On first start the runner sees no /data/.runner file, registers using the token, and writes the registration into the forgejo_runner_data volume (/srv/office/data/forgejo-runner). That persists, so the token is only needed once — later restarts skip straight to the daemon. Confirm the runner shows up under the Forgejo Runners page as idle.

Optional overrides (defaults shown) — set in .env if you want:

Variable	Default	Purpose
`FORGEJO_INSTANCE_URL`	`https://forge.javiersegura.net`	Forgejo URL the runner registers/polls against
`FORGEJO_RUNNER_NAME`	`office-runner`	Runner name shown in Forgejo
`FORGEJO_RUNNER_LABELS`	`ubuntu-latest:docker://node:22-bookworm,…`	maps `runs-on:` labels to job images

Labels are label:docker://image pairs: a workflow's runs-on: ubuntu-latest runs inside node:22-bookworm. node images are used because most actions need Node. For closer GitHub compatibility, point a label at a catthehacker image, e.g. ubuntu-latest:docker://ghcr.io/catthehacker/ubuntu:act-22.04.

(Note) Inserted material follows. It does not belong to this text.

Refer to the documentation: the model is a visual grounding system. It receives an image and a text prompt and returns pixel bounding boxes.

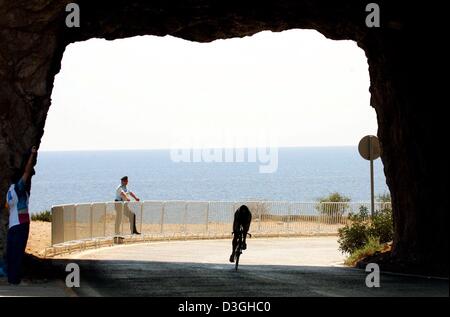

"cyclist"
[230,205,252,262]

Why the public URL? The runner registers against https://forge.javiersegura.net (not the internal forgejo:3000) because the job containers run inside dind — isolated from this stack's Docker networks — and must clone repos from an address that's reachable from there. The public URL works everywhere with internet access. This assumes the host allows NAT loopback (a container connecting to the host's public IP reaching Caddy), which is the common case. If jobs can't reach Forgejo, either enable hairpin NAT on the host, or register against the internal URL and attach the runner + dind to the office network instead (then forgejo:3000 resolves, but only if dind jobs are also given a route to it).

Useful operations

# Reload Prometheus config without restart (web.enable-lifecycle is on)
curl -X POST http://localhost:9090/-/reload

# Validate Prometheus rules / config before reloading
docker exec prometheus promtool check config /etc/prometheus/prometheus.yml

# Check live alert rule state
open http://localhost:9090/alerts

# Tail a service
docker compose logs -f alloy

Hooking up alerts

Alertmanager is wired to Prometheus but sends nowhere until you fill in a receiver. Edit alertmanager/alertmanager.yml, uncomment one of the email / Slack / webhook blocks, set real values, then:

docker compose restart alertmanager

Alertmanager does not read ${ENV_VARS} from its config, so put real secrets in the file directly and keep it out of version control.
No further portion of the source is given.